Küçük bir kitapçık. İçeriği dopdolu. Ufuk açıcı.
Her an değişen dünyada değişmeyen, sabit, yıllara meydan okuyan evler yapmanın anlamsızlığını anlatıyor.
Ahşap,depreme dayanıklı,yenilebilen evleri terkedip betonarmeye sıkışmışlığı yeriyor.
Ahşap binaların yerine çelik iskeletli,yenilenebilir binalar öneriyor.
Afyonkarahisar örneğini veriyor. “Afyonkarahisar’da 1917’de 700 ev yanmış. Bütün gençler askerde. Bu 700 evi, o tarihte 15–20 bin nüfuslu bir kasaba, ihtiyarlar, kadınlar, çocuklar bir araya gelmişler, 6–7 ayda yeniden inşa etmişler. Bu binalar yerlerinde duruyor. Her biri bir mimarlık şaheseri, sanat şaheseridir.”
Tahtakale her şehirde bulunurmuş. Tahtakale diye isimlendirilen yerde binaların standart tahta parçaları bulunurmuş.
Eskiyen veya bir sebep ile yakılan,yanan binalar sökülür çürüyen parçaları yenilenerek yeniden yapılırmış. Binanın üzerinden kazınan sıva da tekrar harç olarak karılır ve bina sıvanırmış.

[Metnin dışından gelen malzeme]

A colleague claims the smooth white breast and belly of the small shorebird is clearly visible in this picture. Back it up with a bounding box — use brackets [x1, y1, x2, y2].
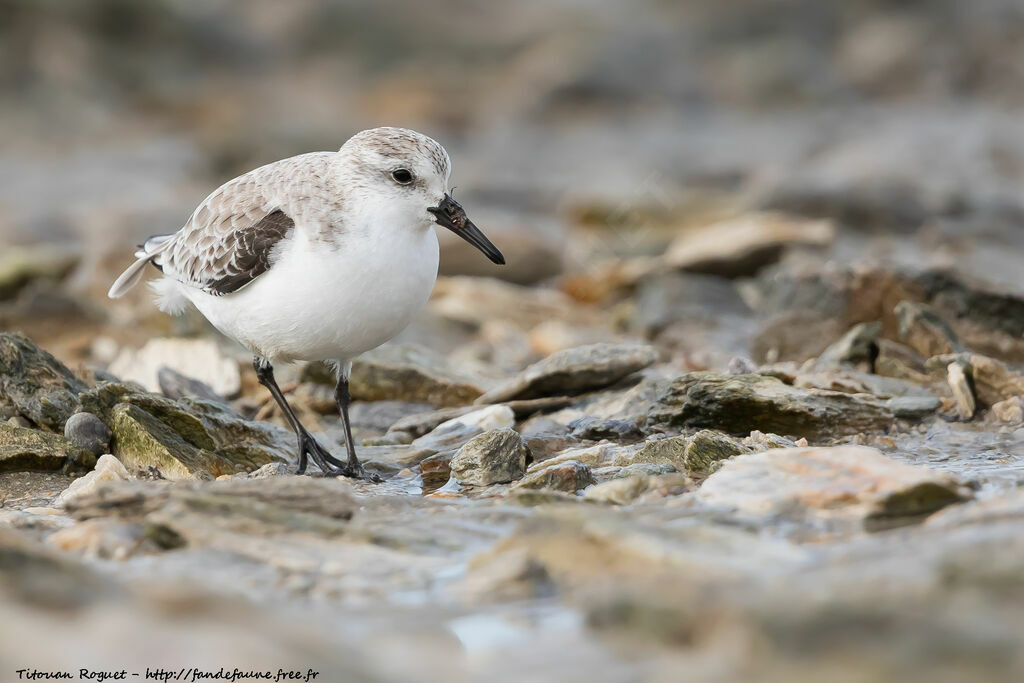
[187, 228, 438, 361]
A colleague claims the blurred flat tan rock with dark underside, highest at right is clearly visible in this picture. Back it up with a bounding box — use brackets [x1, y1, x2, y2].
[665, 213, 836, 278]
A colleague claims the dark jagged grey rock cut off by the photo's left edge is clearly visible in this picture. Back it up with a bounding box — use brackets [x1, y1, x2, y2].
[0, 332, 88, 431]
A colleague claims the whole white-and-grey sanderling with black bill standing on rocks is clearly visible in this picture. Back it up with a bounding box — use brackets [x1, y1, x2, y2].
[109, 128, 505, 477]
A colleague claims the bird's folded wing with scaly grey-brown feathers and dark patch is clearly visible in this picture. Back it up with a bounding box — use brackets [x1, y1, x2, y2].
[155, 176, 295, 296]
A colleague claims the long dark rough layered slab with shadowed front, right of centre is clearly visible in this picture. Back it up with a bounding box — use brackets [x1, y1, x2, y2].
[647, 373, 896, 437]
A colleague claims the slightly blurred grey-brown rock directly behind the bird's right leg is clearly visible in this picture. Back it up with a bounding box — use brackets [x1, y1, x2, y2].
[349, 344, 484, 407]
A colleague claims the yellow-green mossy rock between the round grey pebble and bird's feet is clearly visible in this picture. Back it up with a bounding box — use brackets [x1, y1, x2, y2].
[81, 383, 295, 479]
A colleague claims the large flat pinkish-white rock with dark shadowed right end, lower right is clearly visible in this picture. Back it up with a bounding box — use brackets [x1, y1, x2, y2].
[695, 445, 970, 527]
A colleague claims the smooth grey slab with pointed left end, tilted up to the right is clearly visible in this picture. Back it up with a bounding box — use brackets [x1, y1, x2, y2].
[476, 343, 657, 403]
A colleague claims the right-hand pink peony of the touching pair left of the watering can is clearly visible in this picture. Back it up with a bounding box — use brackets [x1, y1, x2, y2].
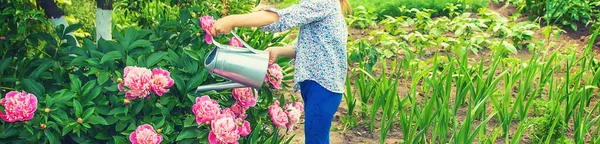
[150, 68, 174, 96]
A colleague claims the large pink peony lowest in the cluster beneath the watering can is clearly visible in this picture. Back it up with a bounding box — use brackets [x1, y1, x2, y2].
[208, 112, 240, 144]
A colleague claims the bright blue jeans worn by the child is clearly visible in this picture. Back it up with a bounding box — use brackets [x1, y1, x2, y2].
[300, 80, 342, 144]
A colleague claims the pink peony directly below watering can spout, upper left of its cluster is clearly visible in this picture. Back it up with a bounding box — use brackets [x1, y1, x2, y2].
[192, 96, 221, 124]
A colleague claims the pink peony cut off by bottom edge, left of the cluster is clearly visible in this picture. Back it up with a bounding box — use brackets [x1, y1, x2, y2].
[129, 124, 162, 144]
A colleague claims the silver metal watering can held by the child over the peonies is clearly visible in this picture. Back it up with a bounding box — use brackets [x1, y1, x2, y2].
[196, 31, 269, 92]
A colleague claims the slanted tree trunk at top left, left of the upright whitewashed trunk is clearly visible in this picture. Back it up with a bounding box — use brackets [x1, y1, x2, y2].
[38, 0, 79, 46]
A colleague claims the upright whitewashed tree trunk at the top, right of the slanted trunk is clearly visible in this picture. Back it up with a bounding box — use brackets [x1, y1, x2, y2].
[96, 0, 113, 41]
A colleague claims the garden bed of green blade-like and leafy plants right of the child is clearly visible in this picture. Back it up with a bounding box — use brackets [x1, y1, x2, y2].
[341, 2, 600, 143]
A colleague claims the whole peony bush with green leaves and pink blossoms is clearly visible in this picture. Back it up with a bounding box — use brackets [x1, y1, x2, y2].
[0, 0, 302, 144]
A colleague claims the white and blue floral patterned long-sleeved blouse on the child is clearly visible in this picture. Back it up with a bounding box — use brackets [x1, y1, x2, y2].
[260, 0, 348, 93]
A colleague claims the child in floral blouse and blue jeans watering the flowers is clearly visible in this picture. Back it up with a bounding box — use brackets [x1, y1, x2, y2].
[210, 0, 350, 144]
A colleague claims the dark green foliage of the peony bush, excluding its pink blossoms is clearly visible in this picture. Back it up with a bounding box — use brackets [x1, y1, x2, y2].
[0, 1, 294, 143]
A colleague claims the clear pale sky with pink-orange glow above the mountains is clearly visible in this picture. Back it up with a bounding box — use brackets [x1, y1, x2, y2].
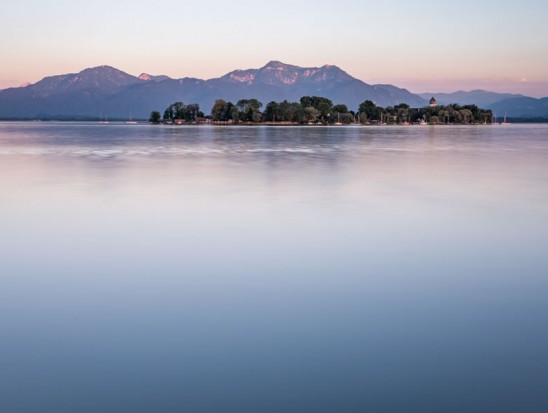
[0, 0, 548, 97]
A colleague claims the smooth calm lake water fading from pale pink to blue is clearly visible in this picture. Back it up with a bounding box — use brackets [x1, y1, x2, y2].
[0, 123, 548, 413]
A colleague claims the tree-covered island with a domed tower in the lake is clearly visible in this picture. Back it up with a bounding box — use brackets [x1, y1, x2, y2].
[149, 96, 496, 125]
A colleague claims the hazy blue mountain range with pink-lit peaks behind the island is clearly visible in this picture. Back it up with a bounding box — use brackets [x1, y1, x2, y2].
[0, 61, 548, 119]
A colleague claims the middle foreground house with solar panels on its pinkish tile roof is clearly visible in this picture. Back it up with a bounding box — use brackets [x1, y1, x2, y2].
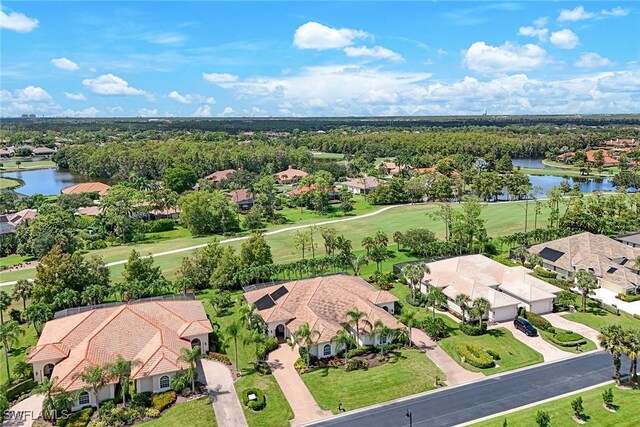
[244, 274, 404, 358]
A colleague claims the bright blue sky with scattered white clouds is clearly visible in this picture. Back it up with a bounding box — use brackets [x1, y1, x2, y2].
[0, 1, 640, 117]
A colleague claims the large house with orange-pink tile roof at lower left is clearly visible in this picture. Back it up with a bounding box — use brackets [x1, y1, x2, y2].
[27, 300, 213, 411]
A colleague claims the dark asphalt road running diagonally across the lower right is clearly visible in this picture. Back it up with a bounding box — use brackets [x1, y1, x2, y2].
[313, 352, 629, 427]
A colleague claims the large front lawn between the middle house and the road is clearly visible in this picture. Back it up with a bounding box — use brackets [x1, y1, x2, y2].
[302, 350, 444, 413]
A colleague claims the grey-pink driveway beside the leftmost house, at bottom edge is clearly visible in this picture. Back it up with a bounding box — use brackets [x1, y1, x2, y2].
[200, 359, 247, 427]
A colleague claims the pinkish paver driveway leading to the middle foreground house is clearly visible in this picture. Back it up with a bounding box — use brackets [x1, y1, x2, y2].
[267, 344, 338, 425]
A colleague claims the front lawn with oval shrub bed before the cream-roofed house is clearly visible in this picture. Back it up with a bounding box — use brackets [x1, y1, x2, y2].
[438, 328, 543, 375]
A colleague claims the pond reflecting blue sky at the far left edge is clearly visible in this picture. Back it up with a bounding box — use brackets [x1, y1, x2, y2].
[1, 169, 109, 196]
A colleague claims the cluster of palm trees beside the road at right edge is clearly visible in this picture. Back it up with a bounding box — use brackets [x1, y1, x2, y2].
[598, 325, 640, 386]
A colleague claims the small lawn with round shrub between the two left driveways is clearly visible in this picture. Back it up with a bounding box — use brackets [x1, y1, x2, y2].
[235, 373, 293, 427]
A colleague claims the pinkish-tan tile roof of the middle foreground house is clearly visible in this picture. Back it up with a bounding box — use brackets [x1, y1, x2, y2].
[244, 274, 404, 342]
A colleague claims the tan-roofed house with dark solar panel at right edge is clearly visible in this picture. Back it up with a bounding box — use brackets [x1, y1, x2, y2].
[529, 232, 640, 293]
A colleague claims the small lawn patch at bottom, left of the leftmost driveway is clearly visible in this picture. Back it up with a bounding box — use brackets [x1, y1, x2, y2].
[139, 397, 218, 427]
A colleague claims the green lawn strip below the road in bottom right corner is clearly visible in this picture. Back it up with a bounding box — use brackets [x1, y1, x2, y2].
[473, 384, 640, 427]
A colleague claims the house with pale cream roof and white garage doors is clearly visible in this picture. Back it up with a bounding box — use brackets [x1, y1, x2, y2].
[420, 255, 562, 322]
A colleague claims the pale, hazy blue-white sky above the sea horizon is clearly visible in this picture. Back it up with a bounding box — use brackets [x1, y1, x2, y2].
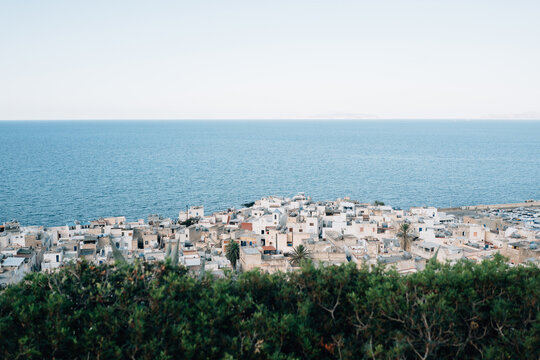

Sık sık fisüsü hikeme atıfta bulunuyor. Şu paragrafı çarpıcı geldi bana.
“Dolayısıyla biçimlerin bir söylemi vardır. Bu söylem, bizim birbirimize hitap ederkenki var olması gereken söyleme benzer olmalıdır. Ona aykırı olmamalıdır. Sulhun, vakarın, söylemi olmalıdır. Tasavvufun tanımladığı ve önem sırasına göre dizdiği tavırların yansıması olan biçimlerle olmalıdır bu mimari. Yani, mi- mari yahut konut mimarisi standartları, tek başına mimarların işi değildir. Din adamlarının ve özellikle mutasavvıfların içerisinde yer aldıkları bir çabanın sonucu olmalıdır.”
Turgut Cansever’in
-Ahiretin sorumluluğunu taşımak ve dünyayı güzelleştirmek üzerine- isimli kitabından söz ediyorum. Aslında vefatından üç yıl önce verdiği ve bugüne kadar yayınlanmamış bir konferansı vefatından basılmış. Mesleği ne olursa olsun okuyana çok şey katan bir risale olmuş. Cumanızı bu kitaptan bahsederek tebrik ederken, bu güzel metinden bir paragraf ile bitirelim.
“Yarın eviniz olacak, çocuğunuz olacak. Peki, onun oynayacağı bahçe neresi olacak? Nerede okula gidecek? Belki sizin babanız da benim gibi, Bursa nın merkezinden Hisar a, aşağı yukarı 1.5 kilometre, 2 kilometrelik yol yürüdü. Ben 8 yaşında bir çocuğum; 2 kardeşim var, birisi 7, diğeri 6 yaşında ve biz, şehrin merkezinden, şehrin merkezini seyrederek, ağaçların içinden, alışveriş yerlerinden yürüyerek gittik okula. Bursa nın tadını çıkartarak... Öğleyin teneffüs vardı. Teneffüste çocukları okulun önündeki meydana, Orhangazi ile Osmangazi türbelerinin önündeki küçük meydana oynamak üzere bırakırlar. Sınır da yok. Bütün kalede koşmaca, yahut hırsız polis oynanırdı. Birileri saklanır, öbürleri onları kovalar. Ben böyle köşeye saklanıp komşu duvarın üzerinden sarkan çiçeklerle yerdeki evlerin güzelliğini seyredip o manzaradan çok hoşlandığımı, saklanma yeri olarak öyle bir yeri birçok defa kullandığımı hatırlıyorum. Bir çocuk, şehirde böyle yaşar. Neden çocuğa bu imkânı vermeyelim, neden çocuk otomobillerin arasında ezilme tehlikesiyle yaşasın?